The United States of America is falling before the armies of the dead. Leading the sole survivors of the US Army’s 10th Mountain Division out of the overrun city of New York, Captain Phil Hastings heads for the safety of Fort Indiantown Gap, a National Guard training facility deep in the woodlands of Pennsylvania. Joining with other remnants of the military, government, and civilian communities, Hastings and his men must try to keep the tsunami of corpses from taking over the world and plan the resurrection of the nation. But first, they have to outlast the ravages of the dead… …and the living.
Anyone who knows me, knows that I travel a lot for work and I typically drive because of the amount of gear and equipment I use for my training courses.
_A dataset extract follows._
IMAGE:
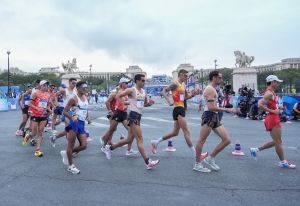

It is not untypical for me to rack up well over 200+ hours of highway time throughout the year and during these trips one can only listen to so much music. I am an audio book fan of sorts and enjoy great story lines and massive suspense.
The books help keep me awake as well as allow my mind to build scenes and pictures during the storyline. TDL is a great audio-book and I truly enjoyed it on my last twenty hour road trip. Here is a list of things that I enjoyed.
Realism: Even though TDL was a fictional book, it had spot on realism as it pertains to the units, weapons, movements, language and people. There is nothing worse than listening to an awesome storyline and hearing incorrect facts or unrealistic information. Just the language and back and forth conversations can elicit memories or events and if the author gets it wrong it can kill your book buzz fast. TDL is sharp like a razor on realism and most people with a service background will find this enjoyable. Some non-service people may have a hard time with some of the language but still shouldn’t have a big problem understanding most of it because the authors do a good job explaining it.
Violence: I must admit, I do enjoy me some unadulterated violence on bad dead guys and TDL does not disappoint. There are scenes and weapons that most definitely get you heart pumping. If you suffer from severe PTSD, you may consider not listening to this book as it does engage your adrenaline. As for the rest of you weirdos like me, you’re going to enjoy the majority of the battle scenes and weapons play. Nothing better than laying waste to dead zombies.
Values: TDL presents vivid snapshots of many types of people and circumstances. One such snap shot is of family love and a soldier’s commitment to his wife and kids. The story examines the duality of a soldier’s duty to his nation, unit and family. I could very much relate to this tough, and at times conflicting issue. This will engage your mind in a way you may have never thought. The special needs child portrayed in the book and his interaction with people, as well as their behavior is raw and real. This situation will most definitely engage one’s personal belief system.
People: The amount of people and personality types is great and the authors seem to personally introduce you to all of the characters with a wide grin on their face. The diversity and depth of these people make this book truly enjoyable. From the comedic mil spec language and small unit fuckery to the visualizations of beautiful eastern fantasies, the characters come alive. I must admit that somewhere deep inside my mind, many of these characters reminded me of people I have experienced in my lifetime.
Conclusion: I truly enjoyed These Dead Lands audiobook. I can’t wait for the next one as I’m left in a state of suspense. I’m hoping the authors will continue with the series and use the same prowess and precision in the future. With a large smile, I was entertained! Great work gentlemen!